A blocked memory of a childhood wrong festers; the repressed pain won't let a hurt life heal or grow. Survival is just endurance, uncluttered by hope and untouched by love. But sometimes a therapeutic breakthrough snaps the spell, the kind of purging confession that, not incidentally, makes powerful drama.

The one-act Survivors, a Playwrights' Center premiere by local writer L.A. Ross, works almost as well as therapy as it does as theater. Indeed, given its sensitivity to the ugly subject of child sexual abuse, it seems futile to make a distinction.

The setting is a therapist's office in 1986; the real locale is the mind of Billie, a victim of incest. Terrified of what she can't face ("It's all my fault"), Billie suffers from headaches, insomnia, and unprocessed anger. Not knowing why, she alienates her friends, resenting their easy happiness. She hates being touched, loathes men and sex ("They get angry and fuck"). The thought of marriage repels her ("I can't mate in captivity"). Bitterly she contrasts her life to the movies, where no one ever suffers alone and no pain is ever pointless. Her job, as an editor of a journal on sanitation engineering, seems irrelevant. She eerily describes going to a zoo's primate house: seeing the drooping, sore dugs of the female monkeys, she wonders, what male rage to destroy did this to them--and to her?

In active denial, Billie writhes in her easy chair and rails as an unseen therapist tells her anger isn't enough--she must get beyond it to its source. Hesitantly, then compulsively, she begins to talk about her father, a pillar of the church who managed to become a seducer of Billie's friends, of baby-sitters, of maids, of boys--or so Billie says, leaving us unsure whether to believe her or not. (To both daughter and father the mother seems irrelevant.)

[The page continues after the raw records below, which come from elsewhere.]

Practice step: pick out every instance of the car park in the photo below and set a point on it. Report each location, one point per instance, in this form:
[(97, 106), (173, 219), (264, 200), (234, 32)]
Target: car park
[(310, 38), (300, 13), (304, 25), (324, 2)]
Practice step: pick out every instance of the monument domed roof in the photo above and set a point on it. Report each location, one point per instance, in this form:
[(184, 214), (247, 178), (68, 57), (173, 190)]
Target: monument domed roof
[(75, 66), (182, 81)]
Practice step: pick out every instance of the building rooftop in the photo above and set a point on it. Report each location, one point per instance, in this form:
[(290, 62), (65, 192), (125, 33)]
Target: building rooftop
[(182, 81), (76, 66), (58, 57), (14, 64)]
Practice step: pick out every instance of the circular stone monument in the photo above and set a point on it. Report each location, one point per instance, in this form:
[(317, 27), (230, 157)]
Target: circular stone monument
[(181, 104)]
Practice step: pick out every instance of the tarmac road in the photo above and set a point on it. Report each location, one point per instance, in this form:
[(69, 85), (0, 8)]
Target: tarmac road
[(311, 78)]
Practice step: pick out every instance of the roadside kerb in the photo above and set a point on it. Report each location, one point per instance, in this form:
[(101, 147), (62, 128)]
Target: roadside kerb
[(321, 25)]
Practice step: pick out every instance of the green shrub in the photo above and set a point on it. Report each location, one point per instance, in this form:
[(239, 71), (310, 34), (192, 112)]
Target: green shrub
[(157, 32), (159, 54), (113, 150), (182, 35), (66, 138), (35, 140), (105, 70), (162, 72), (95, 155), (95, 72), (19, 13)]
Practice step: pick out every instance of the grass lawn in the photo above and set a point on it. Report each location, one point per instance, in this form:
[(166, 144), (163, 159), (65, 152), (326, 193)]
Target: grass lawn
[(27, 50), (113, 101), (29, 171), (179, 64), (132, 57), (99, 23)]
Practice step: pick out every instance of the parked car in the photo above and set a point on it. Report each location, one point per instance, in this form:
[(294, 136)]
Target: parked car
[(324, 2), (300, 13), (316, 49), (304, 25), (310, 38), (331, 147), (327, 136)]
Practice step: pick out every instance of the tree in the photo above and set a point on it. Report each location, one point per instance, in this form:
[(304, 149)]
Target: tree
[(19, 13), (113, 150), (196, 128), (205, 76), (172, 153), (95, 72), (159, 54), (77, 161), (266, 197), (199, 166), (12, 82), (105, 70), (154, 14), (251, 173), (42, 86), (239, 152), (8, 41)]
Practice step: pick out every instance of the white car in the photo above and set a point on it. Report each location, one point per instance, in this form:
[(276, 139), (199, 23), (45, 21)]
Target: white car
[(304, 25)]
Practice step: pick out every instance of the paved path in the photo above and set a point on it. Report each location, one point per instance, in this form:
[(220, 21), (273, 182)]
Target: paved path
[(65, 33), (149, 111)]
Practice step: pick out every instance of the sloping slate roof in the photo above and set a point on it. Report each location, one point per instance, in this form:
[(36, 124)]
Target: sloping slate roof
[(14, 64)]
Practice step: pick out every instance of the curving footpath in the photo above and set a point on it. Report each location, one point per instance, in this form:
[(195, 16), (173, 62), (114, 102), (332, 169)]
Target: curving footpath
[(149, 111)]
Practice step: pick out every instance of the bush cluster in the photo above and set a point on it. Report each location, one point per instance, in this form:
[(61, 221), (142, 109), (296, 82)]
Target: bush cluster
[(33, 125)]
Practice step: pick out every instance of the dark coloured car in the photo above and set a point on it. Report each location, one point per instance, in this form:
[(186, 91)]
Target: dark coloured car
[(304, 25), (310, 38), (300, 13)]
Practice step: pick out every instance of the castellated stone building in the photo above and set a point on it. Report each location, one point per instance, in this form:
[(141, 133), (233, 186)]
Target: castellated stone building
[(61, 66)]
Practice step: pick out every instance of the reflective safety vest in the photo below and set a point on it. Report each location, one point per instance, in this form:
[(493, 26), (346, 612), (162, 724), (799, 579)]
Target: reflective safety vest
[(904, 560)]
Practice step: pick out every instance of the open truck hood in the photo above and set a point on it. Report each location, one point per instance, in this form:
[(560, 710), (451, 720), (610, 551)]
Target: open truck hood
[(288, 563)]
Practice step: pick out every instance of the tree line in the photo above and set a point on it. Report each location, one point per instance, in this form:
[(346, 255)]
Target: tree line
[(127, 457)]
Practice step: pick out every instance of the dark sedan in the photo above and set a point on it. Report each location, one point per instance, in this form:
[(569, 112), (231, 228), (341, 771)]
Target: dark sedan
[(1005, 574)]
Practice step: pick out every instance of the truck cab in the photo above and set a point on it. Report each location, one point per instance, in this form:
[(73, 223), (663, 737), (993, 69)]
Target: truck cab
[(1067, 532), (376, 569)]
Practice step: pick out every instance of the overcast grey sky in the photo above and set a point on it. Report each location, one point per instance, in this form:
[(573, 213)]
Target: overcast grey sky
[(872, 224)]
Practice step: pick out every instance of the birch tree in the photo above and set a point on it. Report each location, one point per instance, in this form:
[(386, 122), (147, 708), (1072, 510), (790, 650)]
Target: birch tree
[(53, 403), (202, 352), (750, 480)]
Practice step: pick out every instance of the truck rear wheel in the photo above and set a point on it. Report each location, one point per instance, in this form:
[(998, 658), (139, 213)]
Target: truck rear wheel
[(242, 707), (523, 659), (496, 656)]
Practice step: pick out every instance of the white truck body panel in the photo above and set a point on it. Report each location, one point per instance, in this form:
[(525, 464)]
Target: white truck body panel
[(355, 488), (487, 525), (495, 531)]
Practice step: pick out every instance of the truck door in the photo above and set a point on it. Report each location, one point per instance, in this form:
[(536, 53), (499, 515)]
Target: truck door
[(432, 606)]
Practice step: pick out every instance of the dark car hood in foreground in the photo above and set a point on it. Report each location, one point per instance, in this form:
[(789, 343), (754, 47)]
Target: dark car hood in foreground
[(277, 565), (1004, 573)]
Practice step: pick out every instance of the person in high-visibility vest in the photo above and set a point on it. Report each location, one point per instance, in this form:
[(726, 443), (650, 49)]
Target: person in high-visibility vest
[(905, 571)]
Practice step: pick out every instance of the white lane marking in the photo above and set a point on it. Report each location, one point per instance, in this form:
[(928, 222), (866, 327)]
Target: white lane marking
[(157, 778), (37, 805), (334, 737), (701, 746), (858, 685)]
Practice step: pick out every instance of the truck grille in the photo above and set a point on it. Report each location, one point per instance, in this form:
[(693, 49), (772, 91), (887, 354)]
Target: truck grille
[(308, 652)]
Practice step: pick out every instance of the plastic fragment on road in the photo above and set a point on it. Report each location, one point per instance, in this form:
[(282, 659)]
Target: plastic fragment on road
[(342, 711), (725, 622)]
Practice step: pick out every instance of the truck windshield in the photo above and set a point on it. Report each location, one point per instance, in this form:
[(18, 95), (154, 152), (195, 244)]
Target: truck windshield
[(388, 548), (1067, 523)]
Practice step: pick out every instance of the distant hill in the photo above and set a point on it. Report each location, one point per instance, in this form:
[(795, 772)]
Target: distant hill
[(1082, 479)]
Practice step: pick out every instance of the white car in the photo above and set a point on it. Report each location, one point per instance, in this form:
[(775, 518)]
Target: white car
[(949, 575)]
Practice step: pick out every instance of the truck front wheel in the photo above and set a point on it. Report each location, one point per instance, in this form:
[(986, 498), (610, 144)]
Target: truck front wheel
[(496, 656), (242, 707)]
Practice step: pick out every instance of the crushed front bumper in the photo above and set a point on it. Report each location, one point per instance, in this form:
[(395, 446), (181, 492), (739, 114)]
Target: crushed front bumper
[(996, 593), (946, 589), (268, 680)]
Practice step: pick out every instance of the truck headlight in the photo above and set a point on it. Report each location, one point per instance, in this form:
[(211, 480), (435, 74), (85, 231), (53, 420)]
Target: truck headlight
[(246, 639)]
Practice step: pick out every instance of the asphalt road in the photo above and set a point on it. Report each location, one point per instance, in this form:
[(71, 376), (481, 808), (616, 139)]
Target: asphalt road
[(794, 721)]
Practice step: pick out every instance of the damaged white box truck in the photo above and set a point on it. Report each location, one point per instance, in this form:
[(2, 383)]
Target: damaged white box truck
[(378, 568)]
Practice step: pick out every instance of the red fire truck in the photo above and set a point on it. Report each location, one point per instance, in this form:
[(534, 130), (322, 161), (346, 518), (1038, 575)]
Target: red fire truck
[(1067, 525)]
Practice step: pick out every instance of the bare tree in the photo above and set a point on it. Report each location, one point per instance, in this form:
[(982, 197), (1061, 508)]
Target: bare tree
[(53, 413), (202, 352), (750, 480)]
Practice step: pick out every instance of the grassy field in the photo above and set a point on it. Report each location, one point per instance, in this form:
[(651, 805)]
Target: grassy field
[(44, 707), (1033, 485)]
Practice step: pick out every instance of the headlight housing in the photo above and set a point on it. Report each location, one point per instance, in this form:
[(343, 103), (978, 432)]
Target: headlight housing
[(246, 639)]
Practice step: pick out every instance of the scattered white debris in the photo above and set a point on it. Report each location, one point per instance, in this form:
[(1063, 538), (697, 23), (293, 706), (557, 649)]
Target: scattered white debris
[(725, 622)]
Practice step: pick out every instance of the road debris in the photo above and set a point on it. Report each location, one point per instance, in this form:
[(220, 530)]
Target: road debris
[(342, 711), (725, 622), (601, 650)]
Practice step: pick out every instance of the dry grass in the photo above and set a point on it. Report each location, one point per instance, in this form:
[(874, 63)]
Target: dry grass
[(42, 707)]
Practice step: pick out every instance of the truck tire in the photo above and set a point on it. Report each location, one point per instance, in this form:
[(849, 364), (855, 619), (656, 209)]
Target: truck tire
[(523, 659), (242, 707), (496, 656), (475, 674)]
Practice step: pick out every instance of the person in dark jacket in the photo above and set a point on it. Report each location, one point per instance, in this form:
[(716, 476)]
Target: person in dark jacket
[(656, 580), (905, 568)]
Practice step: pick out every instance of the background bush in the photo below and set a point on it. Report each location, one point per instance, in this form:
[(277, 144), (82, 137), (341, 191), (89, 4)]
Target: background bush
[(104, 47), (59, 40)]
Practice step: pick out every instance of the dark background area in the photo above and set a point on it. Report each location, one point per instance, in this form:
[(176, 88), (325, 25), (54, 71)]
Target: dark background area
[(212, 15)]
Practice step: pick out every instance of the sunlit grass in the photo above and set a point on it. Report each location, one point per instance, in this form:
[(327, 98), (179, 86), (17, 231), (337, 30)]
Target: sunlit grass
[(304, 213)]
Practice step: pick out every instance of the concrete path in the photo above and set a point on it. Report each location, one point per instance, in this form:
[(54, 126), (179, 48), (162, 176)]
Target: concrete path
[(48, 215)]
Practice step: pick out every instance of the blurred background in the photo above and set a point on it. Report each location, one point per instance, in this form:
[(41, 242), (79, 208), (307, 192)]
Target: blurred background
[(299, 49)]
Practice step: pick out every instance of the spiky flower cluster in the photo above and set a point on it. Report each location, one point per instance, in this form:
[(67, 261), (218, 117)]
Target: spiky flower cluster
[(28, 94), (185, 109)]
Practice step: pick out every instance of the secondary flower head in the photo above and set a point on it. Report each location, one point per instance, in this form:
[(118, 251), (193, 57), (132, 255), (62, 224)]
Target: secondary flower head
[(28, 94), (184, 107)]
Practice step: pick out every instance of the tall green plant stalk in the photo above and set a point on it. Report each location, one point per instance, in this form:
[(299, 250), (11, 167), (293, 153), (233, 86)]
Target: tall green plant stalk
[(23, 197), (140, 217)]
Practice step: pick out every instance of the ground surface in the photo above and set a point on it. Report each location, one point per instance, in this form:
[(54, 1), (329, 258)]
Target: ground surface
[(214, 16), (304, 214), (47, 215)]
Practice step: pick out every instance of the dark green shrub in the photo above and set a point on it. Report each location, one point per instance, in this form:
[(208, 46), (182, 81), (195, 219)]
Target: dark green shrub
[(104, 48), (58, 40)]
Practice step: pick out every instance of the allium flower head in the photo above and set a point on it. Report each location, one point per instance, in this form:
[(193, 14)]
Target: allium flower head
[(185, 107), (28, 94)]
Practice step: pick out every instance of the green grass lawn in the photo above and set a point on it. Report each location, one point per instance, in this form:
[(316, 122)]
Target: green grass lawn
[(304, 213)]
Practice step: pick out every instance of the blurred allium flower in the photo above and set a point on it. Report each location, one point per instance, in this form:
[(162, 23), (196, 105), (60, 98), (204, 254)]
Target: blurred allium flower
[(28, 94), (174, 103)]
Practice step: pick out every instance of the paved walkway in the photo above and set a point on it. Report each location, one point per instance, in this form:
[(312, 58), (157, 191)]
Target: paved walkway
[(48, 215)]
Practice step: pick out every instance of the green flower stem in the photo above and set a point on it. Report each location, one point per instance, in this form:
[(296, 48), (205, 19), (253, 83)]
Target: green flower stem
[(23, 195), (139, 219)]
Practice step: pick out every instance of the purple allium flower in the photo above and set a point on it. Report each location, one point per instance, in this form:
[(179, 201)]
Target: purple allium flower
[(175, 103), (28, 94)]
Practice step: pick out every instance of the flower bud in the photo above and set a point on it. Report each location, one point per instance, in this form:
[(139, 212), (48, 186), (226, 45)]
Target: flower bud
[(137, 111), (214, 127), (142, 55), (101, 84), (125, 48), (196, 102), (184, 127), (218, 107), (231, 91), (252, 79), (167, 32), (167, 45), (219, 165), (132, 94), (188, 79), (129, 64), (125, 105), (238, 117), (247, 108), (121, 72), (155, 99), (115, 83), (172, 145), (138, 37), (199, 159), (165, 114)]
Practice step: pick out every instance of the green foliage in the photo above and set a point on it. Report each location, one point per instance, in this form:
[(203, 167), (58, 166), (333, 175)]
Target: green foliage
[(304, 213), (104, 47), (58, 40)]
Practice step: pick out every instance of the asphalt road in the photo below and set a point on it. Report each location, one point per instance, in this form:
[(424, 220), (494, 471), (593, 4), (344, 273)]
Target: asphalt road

To portray Billie's fractured psyche, Ross splits it into two personae who suggest the being she was before the incest. They feel aloud what the patient wants to say. As ugly memories return, the two personae seek shelter in sensual, unthreatening recollections of nature and the seasons, in music (Billie imagines her body as an instrument only she can play), and in fantasies of renewal (gentle fondling and bisexual love). She pleads, "Hold me--together."

In these concentrated, cumulatively decisive sessions, a scared Billie gradually approaches the abuse she's never mentioned. The inevitable final revelation is still fairly impressive; Billie wasn't ready for it, but we are, sensing the good it will do her as well as her agony in remembering.

The description of the violation is searing and specific, down to the moment of Billie's merciful unconsciousness. But now Billie can begin to think once more of playing her viola, a sign of recovery.

Like Brian Kirst's 1991 Perished (a more poetically abstract treatment of the same subject), Survivors goes beyond story telling to let other survivors know they're not alone. (That urgency excuses the occasional repetition, stock defensiveness, and overwriting.) Raw and rewarding, George Tafelski's staging is as compassionate as it is painful.

An LA actress who recently moved to Chicago (and who bears a rather LA-like name), Dado is stunning at shaping Billie's pain into healing. The incest memory, described as it hits every sense, is no distant event--excruciatingly immediate, it happens all over, though it can never hurt as much again.

Melissa Reeves's persona (Billie's younger, innocent voice) is difficult to watch, because she shows who Billie was and will never be again--a trusting human. Kimberly Furst's Billie is the trapped artist within, the part we hope will transform the pain. Both offer a whole new kind of theatrical/therapeutic support.

Like Billie herself, Survivors might have succumbed to its rage and reveled in misandry. Instead it uses its intimacy to embrace, not attack--a form of therapy in itself.